To overcome that, I’ve had to tell myself, “This is M. He has not had all the good years of x that E did. So we really need to keep him on track by doing the best we can.”
It mostly works.
I have some things I want to do with M that didn’t work with E. And M’s high school work will last much longer than E’s. M started doing high school level history two years ago. (In public school he would have been in 5th grade then.) So he’s finished 11th grade history. What am I going to do with him? Well, we’re going to do more history in different ways.
And his reading is far beyond what a just completed 7th grader would have done. He read twelve biographies and twelve American novels last year. (That’s more than many people have ever done in a school year.) Plus we did some art, some folklore, some short stories, some poetry… And that was for literature class.

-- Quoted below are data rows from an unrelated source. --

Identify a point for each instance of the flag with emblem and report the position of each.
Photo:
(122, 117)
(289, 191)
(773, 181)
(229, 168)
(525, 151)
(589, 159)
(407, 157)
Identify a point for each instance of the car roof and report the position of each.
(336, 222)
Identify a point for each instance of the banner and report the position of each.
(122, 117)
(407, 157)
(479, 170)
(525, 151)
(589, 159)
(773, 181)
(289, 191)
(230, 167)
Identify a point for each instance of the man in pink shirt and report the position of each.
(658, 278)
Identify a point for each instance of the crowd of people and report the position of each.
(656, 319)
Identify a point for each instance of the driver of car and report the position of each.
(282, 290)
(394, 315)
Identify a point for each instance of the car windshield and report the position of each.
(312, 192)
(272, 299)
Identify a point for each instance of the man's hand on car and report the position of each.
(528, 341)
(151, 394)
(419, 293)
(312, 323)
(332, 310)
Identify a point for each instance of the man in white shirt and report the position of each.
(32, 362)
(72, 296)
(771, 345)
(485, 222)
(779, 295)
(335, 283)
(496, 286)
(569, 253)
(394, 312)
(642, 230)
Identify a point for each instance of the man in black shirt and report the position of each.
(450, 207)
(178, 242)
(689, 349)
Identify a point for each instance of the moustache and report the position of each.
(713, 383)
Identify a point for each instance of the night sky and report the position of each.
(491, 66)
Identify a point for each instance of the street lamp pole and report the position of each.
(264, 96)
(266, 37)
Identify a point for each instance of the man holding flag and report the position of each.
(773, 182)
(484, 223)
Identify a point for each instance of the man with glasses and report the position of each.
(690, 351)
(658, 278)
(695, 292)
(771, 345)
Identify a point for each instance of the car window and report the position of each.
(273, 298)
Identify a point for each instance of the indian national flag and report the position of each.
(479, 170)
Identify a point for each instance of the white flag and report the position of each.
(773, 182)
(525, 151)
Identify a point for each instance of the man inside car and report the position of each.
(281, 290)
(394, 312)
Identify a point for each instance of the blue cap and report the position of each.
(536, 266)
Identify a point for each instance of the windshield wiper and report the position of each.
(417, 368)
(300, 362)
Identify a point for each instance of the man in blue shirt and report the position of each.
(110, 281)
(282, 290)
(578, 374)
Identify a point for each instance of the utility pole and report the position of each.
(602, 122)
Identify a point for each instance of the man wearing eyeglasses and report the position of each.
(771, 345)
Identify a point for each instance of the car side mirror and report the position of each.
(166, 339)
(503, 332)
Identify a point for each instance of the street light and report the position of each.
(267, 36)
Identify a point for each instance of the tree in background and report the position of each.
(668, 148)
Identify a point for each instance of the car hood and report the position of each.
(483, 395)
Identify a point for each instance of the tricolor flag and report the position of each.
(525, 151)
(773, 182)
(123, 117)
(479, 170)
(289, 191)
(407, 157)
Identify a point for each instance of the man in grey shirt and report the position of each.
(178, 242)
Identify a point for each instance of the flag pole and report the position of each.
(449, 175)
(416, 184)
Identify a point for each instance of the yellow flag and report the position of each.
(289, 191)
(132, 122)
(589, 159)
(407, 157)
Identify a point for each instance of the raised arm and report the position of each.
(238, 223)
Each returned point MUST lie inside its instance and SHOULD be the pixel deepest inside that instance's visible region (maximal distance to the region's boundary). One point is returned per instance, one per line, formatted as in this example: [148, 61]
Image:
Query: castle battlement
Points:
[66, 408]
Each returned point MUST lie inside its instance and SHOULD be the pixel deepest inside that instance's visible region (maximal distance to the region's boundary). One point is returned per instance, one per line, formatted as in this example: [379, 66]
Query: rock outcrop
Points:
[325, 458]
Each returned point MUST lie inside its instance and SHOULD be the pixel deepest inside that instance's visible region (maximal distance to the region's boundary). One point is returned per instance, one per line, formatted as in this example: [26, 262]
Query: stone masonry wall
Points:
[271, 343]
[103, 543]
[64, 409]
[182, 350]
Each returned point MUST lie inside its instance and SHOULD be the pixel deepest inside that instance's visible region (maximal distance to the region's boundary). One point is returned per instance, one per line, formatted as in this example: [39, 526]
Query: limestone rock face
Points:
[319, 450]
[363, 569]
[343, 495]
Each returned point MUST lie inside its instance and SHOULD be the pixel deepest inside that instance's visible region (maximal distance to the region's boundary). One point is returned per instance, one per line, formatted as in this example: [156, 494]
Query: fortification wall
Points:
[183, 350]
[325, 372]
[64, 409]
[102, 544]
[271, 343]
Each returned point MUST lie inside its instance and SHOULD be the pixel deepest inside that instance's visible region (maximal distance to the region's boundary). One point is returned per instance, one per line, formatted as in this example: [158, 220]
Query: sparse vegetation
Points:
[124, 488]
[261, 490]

But he’s not going to go to college when he’s 14, probably, because his math skills are not as advanced as his brother’s. (His English is more advanced, but you have to have both.) I won’t need for him to go to college in order to get the math he needs. (The advanced math class at the teaching/tutoring homeschool place was dropped. So was the advanced science.) And I can teach him history and English equivalent to senior level in college.
I don’t expect to keep him at home THAT long. But at least till he’s 15 and probably 16. So that means that even though he has already completed 11th grade history, he’ll have three more years of history with me.
And that is what makes this newest challenge a true hurdle.